Trump Refuses To Rule Out Running As A Third-Party Candidate
Donald Trump is saying that he might run as a third party candidate if the Republican National Committee doesn’t treat him right:
Even if he isn’t the Republican nominee for 2016, don’t count on Donald Trump to go quietly. If the Republican National Committee does not treat him fairly during the primary season, he says, the chances he will run as a third-party candidate will “absolutely” increase.
“The RNC has not been supportive. They were always supportive when I was a contributor. I was their fair-haired boy,” he told The Hill in an interview published Thursday morning. “The RNC has been, I think, very foolish.”
Trump has led several recent national polls among Republican voters, though a recent Quinnipiac University survey this week showed him with severely negative approval ratings in the swing states of Colorado, Iowa and Virginia.
The billionaire business mogul said that “so many want me to” run as a third-party candidate if he does not win the GOP nomination.
“I’ll have to see how I’m being treated by the Republicans,” he said, adding that if “they’re not fair, that would be a factor” in deciding whether he would make a third-party run.
Reince Priebus, the RNC chairman, called Trump earlier in July asking him to dial back his tone, specifically on immigration. The RNC also issued a statement last Saturday after Trump remarked that Arizona Sen. John McCain was not a war hero, and then that he was only a war hero because he was captured.
As with many things that he has said over the course of the past month, this is probably just bloviating on Trump’s part. Running as third-party candidate is much different thing from the rather low-key media-intensive “campaign” that he is currently running for the Republican nomination. If he did it, he’d actually have to hire a real campaign staff, he’d have to worry about getting on the ballot in all fifty states without the help of a party organization, and he’d have to do more than just spend his time insulting his opponents. More importantly, he’d have to do all of this knowing that there was really no chance at all that he could actually win the election. Just as Ross Perot in 1992, and to some extent in 1996, the most he could do is create the conditions that would allow someone to win the Presidency with only a plurality of the vote, as Bill Clinton did. According to a recent ABC/Washington Post poll of registered voters, in such a scenario Hillary Clinton would get 46% of the vote, Jeb Bush would get 30%, and Donald Trump 20%. This type of outcome would likely meant that Clinton would win states that she would otherwise be expected to lose in a two-way race, making her margin in the Electoral College potentially larger than the ones Barack Obama received in 2008 and 2012. Looking at it logically, it’s hard to believe that Trump would actually run as a third-party candidate given all of this, but then before June 17th it didn’t seem logical that Trump would run for the Republican nomination either.

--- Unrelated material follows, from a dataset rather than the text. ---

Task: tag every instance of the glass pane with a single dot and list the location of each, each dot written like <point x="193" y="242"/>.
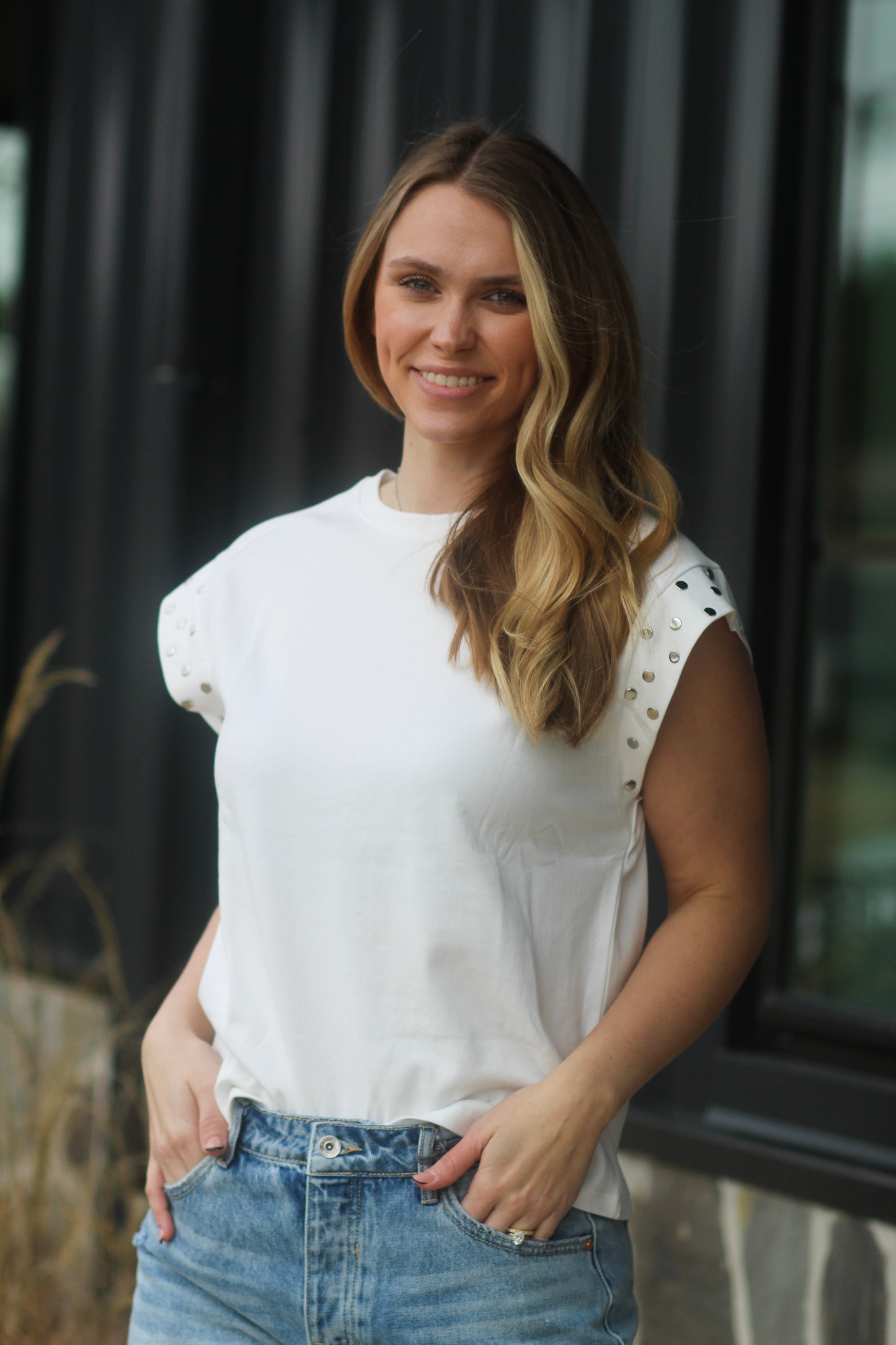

In any case, Trump’s flirtation with the idea of a third-party run does open up an interesting possibility for Republicans. Under FEC regulations, organizations that set up primary debates must use pre-established objective criteria” in determining who is eligible for the debates. In this case, the criteria for the first two debates limits participation to the candidates that are in the top ten in the most recent polls. Given his position in the polling right now, Trump will obviously meet this criteria and any effort to change the rules to exclude him would end up running afoul of the regulations. At the same time, though, the law does for the exclusion of candidates who are seeking the nomination of more than one party. Theoretically, Trump’s refusal to rule out a third-party bid could fall under this exception and allow for his exclusion if the RNC really wanted to get off the stage. Doing so, of course, would just play into Trump’s hands and could prompt him to make the third-party run he’s now just hinting at, so it’s unlikely that they will do anything like this for the early debates. As time goes on, though, don’t be surprised if the talk of excluding Trump, which some GOP donors are reportedly already calling for, gains traction if he continues to refuse to rule the idea of running against the eventual Republican nominee.